Nichoel Schlender and Eleni
Nichoel Schlender chose Guiding Eyes three times – because of the small class sizes that provide extensive one-on-one time, and more recently because of the on-site assistive technology. This month, she was matched with Eleni, a vibrant yellow Lab who will soon accompany Nichoel to work at her packaging job.
Nichoel has been blind since birth due to retinitis of prematurity. She finds traveling with a guide dog to be “beautiful” and marvels at the fluidity of the movement. Back at home in Minnesota, there will always be activity – Nichoel loves music and has an FCC issued license to operate a hand radio; she regularly converses with people all over the world. This team is sure to have a lot of fun together.
Kathleen Sweet and Garfield
Kathleen Sweet’s guide dogs have been a pivotal part of every stage of her life. From college to marriage to kids’ soccer games, Kathleen has reveled in the sense of normalcy that her guides have allowed her. Consistently amazed by the matching process, Kathleen feels that Guiding Eyes has succeeded again in placing her with her fifth dog – Garfield.
Yellow Lab Garfield has a loving, playful nature combined with a strong work ethic. Kathleen finds him to be absolutely remarkable – sharing that his personality reminds her of herself, and her own determination to enjoy life to its fullest.

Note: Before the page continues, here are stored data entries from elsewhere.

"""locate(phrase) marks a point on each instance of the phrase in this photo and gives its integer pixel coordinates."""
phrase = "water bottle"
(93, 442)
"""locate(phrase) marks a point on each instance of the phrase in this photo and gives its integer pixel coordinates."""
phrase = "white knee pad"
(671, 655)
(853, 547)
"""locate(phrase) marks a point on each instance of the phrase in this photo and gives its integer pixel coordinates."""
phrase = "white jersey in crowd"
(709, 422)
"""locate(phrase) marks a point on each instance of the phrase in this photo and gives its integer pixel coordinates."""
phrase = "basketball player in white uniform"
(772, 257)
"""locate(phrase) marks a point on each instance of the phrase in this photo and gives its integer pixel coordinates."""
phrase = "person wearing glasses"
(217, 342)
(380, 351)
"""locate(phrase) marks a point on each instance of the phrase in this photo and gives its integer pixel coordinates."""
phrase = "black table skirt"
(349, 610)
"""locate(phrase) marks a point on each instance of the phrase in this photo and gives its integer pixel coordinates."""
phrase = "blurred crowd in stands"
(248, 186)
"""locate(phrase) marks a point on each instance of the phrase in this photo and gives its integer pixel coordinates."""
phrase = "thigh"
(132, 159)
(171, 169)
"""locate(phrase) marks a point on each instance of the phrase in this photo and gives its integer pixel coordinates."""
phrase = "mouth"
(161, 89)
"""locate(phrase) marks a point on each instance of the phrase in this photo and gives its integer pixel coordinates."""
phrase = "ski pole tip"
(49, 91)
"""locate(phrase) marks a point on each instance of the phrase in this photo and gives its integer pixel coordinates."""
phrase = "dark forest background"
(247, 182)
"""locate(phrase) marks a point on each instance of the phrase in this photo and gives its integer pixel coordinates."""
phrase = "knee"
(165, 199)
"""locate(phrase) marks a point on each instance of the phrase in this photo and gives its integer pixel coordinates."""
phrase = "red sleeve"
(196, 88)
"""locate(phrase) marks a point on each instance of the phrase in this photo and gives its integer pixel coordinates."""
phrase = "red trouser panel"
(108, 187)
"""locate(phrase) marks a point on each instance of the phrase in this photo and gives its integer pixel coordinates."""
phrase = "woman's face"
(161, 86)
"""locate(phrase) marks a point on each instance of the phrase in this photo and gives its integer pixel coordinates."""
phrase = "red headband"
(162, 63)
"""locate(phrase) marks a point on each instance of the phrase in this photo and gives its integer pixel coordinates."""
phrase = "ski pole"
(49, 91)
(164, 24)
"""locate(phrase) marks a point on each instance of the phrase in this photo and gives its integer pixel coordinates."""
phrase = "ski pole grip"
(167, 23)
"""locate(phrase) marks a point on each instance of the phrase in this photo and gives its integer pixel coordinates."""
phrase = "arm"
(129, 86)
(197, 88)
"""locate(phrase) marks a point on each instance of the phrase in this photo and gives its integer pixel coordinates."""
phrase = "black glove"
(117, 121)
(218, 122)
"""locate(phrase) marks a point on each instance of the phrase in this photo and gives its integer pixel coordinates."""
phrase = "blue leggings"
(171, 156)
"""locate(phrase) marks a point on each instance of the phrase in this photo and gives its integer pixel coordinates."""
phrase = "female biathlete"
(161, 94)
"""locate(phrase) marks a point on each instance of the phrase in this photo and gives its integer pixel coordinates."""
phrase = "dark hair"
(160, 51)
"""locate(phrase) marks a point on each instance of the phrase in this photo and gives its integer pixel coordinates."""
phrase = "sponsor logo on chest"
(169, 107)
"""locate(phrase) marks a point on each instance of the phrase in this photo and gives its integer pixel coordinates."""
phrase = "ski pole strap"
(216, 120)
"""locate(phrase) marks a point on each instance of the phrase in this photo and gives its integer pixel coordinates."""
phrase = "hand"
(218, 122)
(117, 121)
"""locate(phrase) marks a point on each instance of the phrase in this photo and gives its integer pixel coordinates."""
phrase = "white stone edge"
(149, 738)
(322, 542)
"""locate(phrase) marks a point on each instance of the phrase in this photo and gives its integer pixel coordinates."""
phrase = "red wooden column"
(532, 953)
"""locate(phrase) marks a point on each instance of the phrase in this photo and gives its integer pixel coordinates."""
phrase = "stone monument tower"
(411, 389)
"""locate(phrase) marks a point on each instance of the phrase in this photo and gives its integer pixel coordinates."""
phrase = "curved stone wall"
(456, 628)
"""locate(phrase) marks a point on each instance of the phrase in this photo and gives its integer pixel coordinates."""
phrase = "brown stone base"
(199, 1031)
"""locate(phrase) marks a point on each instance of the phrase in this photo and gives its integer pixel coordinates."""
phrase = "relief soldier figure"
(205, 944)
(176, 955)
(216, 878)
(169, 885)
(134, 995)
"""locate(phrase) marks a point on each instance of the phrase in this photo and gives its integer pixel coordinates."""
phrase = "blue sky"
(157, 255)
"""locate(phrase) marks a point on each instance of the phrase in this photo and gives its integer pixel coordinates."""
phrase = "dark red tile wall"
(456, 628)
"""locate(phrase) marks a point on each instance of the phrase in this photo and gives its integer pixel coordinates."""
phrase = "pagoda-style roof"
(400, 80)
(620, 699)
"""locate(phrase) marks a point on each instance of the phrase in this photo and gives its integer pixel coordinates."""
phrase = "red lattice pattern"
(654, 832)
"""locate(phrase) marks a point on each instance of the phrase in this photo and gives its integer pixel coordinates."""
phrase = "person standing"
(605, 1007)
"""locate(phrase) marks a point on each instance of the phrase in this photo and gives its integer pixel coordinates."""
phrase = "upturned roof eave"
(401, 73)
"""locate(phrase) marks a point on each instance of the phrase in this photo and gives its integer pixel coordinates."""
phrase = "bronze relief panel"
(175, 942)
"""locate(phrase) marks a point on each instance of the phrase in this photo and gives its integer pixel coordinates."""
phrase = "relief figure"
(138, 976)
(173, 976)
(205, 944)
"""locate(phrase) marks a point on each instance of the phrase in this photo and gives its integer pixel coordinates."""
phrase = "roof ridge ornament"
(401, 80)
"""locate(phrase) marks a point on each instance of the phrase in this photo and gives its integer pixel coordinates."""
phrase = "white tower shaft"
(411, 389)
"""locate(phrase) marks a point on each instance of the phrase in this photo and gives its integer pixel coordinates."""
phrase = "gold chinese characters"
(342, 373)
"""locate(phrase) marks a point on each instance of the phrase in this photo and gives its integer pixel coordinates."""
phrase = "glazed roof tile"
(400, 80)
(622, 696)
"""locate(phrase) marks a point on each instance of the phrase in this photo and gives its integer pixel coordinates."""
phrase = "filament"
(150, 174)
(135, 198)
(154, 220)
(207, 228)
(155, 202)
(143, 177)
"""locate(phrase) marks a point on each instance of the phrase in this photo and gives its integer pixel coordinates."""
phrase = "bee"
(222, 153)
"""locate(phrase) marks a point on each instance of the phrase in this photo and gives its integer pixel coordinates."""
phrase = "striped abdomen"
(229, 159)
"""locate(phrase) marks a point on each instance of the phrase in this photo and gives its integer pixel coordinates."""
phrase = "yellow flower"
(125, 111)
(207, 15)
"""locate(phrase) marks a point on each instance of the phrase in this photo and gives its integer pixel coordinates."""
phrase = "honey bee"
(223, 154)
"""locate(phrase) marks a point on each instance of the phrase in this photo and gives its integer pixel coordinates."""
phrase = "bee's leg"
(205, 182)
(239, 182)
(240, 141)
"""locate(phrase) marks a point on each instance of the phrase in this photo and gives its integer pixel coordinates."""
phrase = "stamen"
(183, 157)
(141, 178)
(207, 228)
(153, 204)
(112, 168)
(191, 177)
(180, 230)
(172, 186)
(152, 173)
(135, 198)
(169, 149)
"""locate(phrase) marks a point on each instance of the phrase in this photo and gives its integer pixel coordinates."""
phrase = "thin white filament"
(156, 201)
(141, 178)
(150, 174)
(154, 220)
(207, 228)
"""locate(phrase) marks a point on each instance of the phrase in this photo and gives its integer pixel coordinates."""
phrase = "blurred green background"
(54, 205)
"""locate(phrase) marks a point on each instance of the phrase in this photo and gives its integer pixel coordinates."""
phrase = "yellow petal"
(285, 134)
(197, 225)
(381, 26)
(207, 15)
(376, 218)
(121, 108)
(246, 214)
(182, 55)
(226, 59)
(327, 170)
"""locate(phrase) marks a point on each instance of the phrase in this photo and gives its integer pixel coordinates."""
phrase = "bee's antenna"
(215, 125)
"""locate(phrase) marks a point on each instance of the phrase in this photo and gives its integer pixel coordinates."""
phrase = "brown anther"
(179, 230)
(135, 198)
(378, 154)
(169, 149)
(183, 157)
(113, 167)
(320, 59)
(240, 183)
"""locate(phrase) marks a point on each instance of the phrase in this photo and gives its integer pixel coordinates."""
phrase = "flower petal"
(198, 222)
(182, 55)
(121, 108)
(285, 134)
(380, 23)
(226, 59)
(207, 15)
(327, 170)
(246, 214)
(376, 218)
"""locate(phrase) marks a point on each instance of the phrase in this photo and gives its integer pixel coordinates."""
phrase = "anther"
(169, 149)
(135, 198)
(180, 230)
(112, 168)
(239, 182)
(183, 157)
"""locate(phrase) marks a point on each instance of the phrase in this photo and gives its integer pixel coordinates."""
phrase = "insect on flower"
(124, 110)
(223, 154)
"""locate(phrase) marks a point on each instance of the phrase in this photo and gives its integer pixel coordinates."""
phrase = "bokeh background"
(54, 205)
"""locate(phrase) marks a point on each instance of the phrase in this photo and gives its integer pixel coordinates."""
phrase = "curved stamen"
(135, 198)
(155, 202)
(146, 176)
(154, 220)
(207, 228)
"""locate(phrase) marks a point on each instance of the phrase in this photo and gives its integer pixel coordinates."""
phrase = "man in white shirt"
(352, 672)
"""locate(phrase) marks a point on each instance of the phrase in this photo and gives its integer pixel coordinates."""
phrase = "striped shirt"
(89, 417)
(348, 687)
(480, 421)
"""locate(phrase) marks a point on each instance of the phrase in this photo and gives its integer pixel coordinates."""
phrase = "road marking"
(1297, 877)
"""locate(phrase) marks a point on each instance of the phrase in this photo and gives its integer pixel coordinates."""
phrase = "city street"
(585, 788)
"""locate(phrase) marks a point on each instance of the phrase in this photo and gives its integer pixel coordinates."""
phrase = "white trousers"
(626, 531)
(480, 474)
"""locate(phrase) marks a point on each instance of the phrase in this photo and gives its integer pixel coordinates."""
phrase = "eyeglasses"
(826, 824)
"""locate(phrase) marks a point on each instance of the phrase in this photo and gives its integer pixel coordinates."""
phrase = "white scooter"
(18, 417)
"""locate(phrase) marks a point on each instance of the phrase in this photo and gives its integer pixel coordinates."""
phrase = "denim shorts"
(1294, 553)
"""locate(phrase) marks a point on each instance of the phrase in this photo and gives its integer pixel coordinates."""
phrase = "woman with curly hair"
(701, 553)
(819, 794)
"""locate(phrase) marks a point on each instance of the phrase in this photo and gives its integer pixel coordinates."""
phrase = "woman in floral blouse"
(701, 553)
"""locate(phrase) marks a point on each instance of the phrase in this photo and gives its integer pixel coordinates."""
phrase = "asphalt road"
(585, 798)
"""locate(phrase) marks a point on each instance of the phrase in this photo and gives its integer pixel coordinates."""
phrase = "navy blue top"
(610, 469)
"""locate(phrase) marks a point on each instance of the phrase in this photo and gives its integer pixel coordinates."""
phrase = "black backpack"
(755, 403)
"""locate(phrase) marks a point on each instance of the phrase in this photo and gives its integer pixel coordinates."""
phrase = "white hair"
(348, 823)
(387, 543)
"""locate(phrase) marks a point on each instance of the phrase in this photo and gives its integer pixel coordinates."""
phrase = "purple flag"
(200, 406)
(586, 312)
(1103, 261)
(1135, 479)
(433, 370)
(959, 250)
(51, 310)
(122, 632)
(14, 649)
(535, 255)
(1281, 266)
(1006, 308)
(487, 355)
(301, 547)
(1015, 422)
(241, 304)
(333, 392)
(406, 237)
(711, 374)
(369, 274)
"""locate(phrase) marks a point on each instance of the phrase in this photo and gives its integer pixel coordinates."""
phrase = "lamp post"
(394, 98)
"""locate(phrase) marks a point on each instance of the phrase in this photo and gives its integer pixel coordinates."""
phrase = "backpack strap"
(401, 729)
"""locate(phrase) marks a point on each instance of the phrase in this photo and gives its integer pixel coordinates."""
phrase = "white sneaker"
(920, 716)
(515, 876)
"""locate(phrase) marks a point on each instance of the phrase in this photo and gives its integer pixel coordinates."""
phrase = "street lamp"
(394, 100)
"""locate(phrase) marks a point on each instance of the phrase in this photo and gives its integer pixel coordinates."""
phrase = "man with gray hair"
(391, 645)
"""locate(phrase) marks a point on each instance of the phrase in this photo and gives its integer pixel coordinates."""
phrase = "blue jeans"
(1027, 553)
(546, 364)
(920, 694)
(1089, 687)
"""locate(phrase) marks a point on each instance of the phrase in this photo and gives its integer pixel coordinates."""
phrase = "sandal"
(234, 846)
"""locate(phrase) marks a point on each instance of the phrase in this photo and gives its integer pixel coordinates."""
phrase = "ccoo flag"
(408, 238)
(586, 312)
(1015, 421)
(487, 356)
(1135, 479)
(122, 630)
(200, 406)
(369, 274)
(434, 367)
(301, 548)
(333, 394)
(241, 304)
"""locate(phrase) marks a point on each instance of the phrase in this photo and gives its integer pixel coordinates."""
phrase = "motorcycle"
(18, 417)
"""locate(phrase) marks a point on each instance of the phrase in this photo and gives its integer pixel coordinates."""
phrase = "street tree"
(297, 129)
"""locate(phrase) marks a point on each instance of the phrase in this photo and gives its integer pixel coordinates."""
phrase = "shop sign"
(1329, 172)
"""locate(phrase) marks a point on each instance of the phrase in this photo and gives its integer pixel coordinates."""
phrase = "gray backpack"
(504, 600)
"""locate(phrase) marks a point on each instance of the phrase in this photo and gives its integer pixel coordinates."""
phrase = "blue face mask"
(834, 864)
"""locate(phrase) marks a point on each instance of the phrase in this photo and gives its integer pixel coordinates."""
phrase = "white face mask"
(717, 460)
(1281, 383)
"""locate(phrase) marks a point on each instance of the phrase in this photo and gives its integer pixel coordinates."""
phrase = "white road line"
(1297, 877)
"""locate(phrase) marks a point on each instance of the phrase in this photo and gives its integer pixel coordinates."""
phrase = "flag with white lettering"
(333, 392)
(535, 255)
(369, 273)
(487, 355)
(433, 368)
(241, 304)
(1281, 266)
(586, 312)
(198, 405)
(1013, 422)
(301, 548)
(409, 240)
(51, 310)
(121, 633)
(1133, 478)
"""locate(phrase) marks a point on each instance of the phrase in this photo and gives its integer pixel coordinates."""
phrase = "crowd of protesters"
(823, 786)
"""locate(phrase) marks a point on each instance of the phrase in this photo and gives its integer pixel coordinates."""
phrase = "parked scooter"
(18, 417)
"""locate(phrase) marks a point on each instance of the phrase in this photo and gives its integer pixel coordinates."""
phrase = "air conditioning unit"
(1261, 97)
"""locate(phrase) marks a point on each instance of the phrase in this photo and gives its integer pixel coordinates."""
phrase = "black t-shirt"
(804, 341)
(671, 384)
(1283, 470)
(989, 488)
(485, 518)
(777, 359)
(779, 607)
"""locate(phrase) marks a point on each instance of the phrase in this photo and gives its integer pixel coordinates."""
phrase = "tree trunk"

Kathleen and Garfield return home to Long Island, NY. With her children grown, Kathleen plans to head back into the workforce to pursue a career in corporate communications in the nonprofit world. Just like her previous guides have accompanied her through life’s earlier adventures, Garfield will be by her side – every step of the way
Frank Toscano and Donovan
Frank Toscano chose Guiding Eyes for his first guide dog because of the available in-house nursing staff. This provided him with a peace of mind that made him more comfortable being away from home for 26 days.
Just three years ago, Frank worked as the vice president of operations for a large chemical company in Delaware. He traveled around the world for work, but loved to be at home with his large family – six children and ten grandchildren!
Health and eyesight changes made Frank decide to retire early. Although his life has slowed down, it is still “full.” This month, Frank was matched with Guiding Eyes Donovan, a black Labrador. When asked what it was like to travel with Donovan, Frank mentioned the freedom and independence that most of our students associate with their new dogs, but he also quite simply described the experience as “fun. When I’m with Donovan, I feel like I’m walking down the street with my buddy. We’re in this together, and it’s a great time.”
Frank’s experience at Guiding Eyes was multi-faceted. Not only does he come away with a companion who will faithfully look after him, but he has a deeper understanding of the blind population. This was Frank’s first time being with other blind and visually impaired people, and conversations with other students were both comforting and enlightening.
Frank heads back home to his wife of 41 years, his ever-growing family, and his new guide dog. His leaving remarks – “Now that I’m with Donovan, nothing can stop me.”